Historien de l'art de l'université de Vienne et chargé de cours à l'Académie des Beaux-Arts de Leipzig, Friedrich Tietjen est avant tout spécialiste de la photographie du dix-neuvième siècle. Ses recherches portent entre autres sur la daguerréographie, dont il est un grand amateur. Son intérêt pour la photographie ne se limite nullement aux dimensions proprement techniques ou esthétiques du médium, mais s'étend depuis toujours à ses valeurs sociales et politiques (l'objet, chez lui, n'est jamais dissocié de ses usages). Ses travaux l'ont conduit à étudier des images photographiques réalisées dans des buts de propagande, au sens très large du terme. En 2015, il a créé avec Maria Gourieva de l'Université Européenne de Saint-Pétersbourg une conférence annuelle, « After Post-Photography » (voir : https://after-post.photography), qui s'interroge sur les mutations présentes et futures du médium.

Le plus remarquable de ses projets est sans aucun doute « Hitler tel que personne ne le connaît », détournement du titre d'un livre tristement célèbre d'Heinrich Hoffmann, photographe attitré du leader nazi, publié d'abord en 1932 et vendu jusqu'en 1945 à plus de 400.000 exemplaires. Le but de cette publication, entièrement consacrée à des prises de vue d'Hitler dans une série d'interventions publiques mais aussi de situations tout à fait quotidiennes, était de montrer à quel point le leader du parti était aussi un homme comme tous les autres et de faciliter par là une plus grande identification du public à son chef.
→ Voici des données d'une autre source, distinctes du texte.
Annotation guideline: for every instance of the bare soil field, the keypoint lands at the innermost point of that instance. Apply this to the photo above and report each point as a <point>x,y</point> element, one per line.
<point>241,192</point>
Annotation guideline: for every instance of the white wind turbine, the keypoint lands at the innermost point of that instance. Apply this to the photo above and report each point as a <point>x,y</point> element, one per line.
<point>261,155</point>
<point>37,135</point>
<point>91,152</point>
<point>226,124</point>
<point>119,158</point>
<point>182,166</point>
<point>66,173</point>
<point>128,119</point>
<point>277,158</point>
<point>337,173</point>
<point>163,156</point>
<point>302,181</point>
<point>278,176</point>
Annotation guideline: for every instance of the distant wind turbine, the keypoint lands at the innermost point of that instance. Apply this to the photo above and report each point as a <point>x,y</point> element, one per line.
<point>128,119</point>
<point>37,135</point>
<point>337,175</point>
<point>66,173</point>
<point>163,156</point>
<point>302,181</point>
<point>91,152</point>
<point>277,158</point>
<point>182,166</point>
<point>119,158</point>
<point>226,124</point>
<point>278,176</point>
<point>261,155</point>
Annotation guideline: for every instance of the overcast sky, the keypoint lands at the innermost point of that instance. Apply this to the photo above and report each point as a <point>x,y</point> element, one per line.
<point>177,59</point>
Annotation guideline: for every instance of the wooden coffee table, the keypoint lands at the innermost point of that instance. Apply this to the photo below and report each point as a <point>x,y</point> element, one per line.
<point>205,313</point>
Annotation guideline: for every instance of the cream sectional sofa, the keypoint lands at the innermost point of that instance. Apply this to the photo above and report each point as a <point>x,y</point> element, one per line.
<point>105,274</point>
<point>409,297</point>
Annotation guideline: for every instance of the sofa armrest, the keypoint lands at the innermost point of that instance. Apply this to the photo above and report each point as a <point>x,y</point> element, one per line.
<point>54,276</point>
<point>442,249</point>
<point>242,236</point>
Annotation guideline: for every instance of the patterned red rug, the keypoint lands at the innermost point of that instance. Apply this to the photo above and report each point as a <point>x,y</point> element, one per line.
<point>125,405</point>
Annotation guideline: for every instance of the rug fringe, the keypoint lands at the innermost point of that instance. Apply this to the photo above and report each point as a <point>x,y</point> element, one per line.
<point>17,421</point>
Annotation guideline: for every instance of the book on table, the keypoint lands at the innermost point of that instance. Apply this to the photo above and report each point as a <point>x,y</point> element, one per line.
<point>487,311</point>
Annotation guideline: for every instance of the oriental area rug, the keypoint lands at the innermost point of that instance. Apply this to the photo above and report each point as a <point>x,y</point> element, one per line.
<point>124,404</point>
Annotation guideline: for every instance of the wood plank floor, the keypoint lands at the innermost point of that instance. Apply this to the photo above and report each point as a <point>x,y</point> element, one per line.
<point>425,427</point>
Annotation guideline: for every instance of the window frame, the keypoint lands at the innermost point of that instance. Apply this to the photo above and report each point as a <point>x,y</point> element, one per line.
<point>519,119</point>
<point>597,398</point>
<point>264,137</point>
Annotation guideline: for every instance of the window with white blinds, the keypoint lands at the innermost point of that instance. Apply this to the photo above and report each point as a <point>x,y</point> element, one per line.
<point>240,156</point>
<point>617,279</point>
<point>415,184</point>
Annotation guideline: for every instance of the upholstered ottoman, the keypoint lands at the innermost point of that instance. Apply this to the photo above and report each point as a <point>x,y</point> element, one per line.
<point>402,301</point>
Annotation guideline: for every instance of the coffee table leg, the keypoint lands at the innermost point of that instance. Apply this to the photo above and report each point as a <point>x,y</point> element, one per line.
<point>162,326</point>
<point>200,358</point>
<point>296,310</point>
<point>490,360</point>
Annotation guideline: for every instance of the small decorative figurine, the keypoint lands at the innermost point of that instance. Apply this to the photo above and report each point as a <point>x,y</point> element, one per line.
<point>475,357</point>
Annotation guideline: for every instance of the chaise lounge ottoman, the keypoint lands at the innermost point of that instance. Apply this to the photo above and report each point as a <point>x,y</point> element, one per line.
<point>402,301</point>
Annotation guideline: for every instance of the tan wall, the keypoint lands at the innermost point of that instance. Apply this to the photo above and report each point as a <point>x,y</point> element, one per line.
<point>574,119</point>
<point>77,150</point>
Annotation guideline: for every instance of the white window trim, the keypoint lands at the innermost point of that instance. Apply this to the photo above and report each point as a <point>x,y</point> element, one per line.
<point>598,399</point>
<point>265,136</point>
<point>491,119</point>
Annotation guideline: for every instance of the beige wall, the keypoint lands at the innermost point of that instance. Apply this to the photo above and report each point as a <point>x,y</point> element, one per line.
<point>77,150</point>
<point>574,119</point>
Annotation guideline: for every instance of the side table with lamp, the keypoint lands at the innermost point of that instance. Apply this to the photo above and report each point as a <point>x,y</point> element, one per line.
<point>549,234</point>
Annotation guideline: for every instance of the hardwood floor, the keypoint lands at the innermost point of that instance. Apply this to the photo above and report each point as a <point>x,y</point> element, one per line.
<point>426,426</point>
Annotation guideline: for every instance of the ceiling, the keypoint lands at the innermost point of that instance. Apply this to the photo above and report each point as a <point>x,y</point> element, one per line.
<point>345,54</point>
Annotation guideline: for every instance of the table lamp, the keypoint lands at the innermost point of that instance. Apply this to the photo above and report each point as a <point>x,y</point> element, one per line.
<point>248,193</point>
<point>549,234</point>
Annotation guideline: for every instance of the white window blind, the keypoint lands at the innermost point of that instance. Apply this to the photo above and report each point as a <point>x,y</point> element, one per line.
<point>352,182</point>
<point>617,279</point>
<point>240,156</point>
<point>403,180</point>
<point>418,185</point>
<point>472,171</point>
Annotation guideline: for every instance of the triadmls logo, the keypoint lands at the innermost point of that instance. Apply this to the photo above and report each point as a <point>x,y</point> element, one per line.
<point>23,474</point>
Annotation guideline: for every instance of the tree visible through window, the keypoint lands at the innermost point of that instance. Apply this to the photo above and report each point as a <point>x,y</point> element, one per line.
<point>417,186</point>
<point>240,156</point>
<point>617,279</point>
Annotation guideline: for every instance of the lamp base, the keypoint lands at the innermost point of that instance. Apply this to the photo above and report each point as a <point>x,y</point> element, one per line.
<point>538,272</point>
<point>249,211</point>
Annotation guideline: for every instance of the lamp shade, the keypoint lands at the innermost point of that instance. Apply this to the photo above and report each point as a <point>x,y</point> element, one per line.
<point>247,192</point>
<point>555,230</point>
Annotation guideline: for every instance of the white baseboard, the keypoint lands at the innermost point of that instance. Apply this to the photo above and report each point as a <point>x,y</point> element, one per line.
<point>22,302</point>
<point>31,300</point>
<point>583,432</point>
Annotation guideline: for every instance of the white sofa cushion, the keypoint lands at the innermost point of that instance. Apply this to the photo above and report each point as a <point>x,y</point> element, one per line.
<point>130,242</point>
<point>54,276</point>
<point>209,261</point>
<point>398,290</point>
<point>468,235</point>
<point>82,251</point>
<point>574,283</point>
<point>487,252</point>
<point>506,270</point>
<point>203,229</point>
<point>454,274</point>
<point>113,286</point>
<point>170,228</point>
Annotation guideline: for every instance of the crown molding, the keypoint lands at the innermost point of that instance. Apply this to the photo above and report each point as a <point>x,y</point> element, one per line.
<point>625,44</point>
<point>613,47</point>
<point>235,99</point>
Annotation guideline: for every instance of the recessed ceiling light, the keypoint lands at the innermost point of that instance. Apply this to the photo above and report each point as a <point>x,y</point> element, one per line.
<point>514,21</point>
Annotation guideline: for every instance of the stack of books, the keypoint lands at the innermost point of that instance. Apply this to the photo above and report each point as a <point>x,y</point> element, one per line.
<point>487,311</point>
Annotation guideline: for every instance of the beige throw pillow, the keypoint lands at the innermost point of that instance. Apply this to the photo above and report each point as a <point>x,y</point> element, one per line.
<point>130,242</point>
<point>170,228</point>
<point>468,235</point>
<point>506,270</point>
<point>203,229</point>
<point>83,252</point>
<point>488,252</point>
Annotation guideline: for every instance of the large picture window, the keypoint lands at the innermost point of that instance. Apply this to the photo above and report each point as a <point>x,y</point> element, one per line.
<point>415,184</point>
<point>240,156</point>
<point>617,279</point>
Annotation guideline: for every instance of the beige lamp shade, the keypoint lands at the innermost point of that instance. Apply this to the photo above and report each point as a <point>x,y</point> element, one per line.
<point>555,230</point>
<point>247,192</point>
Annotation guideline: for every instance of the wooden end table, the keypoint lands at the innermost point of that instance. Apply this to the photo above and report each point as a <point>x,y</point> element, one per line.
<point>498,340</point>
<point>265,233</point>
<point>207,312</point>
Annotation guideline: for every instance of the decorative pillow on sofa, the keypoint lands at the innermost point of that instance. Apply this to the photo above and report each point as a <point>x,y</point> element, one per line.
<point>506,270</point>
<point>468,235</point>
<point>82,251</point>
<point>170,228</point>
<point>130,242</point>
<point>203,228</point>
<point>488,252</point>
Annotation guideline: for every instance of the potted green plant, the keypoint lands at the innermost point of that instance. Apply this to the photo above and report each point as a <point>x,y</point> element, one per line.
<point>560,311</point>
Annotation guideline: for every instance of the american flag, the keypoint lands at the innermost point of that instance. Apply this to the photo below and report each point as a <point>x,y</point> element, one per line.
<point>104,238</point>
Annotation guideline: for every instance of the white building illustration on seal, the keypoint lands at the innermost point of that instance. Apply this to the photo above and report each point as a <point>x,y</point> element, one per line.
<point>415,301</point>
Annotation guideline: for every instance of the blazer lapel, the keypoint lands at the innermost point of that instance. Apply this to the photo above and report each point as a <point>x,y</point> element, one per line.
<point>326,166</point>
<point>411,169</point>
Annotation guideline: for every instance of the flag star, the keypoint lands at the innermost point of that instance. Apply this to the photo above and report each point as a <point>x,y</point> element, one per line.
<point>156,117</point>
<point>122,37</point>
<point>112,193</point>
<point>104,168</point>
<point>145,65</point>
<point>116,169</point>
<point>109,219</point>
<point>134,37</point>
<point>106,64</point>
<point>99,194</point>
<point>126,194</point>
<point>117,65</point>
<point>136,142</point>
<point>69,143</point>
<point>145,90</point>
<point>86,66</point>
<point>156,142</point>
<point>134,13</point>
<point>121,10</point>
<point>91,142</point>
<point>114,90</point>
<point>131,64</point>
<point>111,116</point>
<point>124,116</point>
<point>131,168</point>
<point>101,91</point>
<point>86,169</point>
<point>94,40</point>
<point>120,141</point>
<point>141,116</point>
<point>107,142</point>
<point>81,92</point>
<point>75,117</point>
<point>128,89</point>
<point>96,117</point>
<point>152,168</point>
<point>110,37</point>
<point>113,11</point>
Exemple superlatif de mise en scène et de manipulation photographique, l'ouvrage de Hoffmann ne fait que souligner l'importance des symboles visuels dans la propagande nazie. Cette insistance sur l'image prend essentiellement deux formes. La première est symbolique : la croix gammée. La seconde semble plus anecdotique, mais ne s'avère pas moins puissante : la moustache d'Adolphe Hitler. Cette moustache est non seulement contemporaine de l'introduction du drapeau nazi (les rapports entre les deux sont du reste évidents), elle est aussi porteuse d'une série de connotations qui en marquent la singularité, comme par exemple le refus typiquement moderniste de l'ornement – la moustache typique d'Hitler, qui s'approprie un « signe » certes rare mais déjà existant, apparaît quelque part entre 1919 et 1923, probablement en 1922 mais ce n'est pas absolument sûr ; le drapeau s'invente un peu plus tard – et sa parenté avec le langage strictement fonctionnaliste de l'avant-garde, qui permet à Hitler de se distinguer du monde traditionnel de la politique tout en se dotant d'un signe immédiatement et universellement reconnaissable.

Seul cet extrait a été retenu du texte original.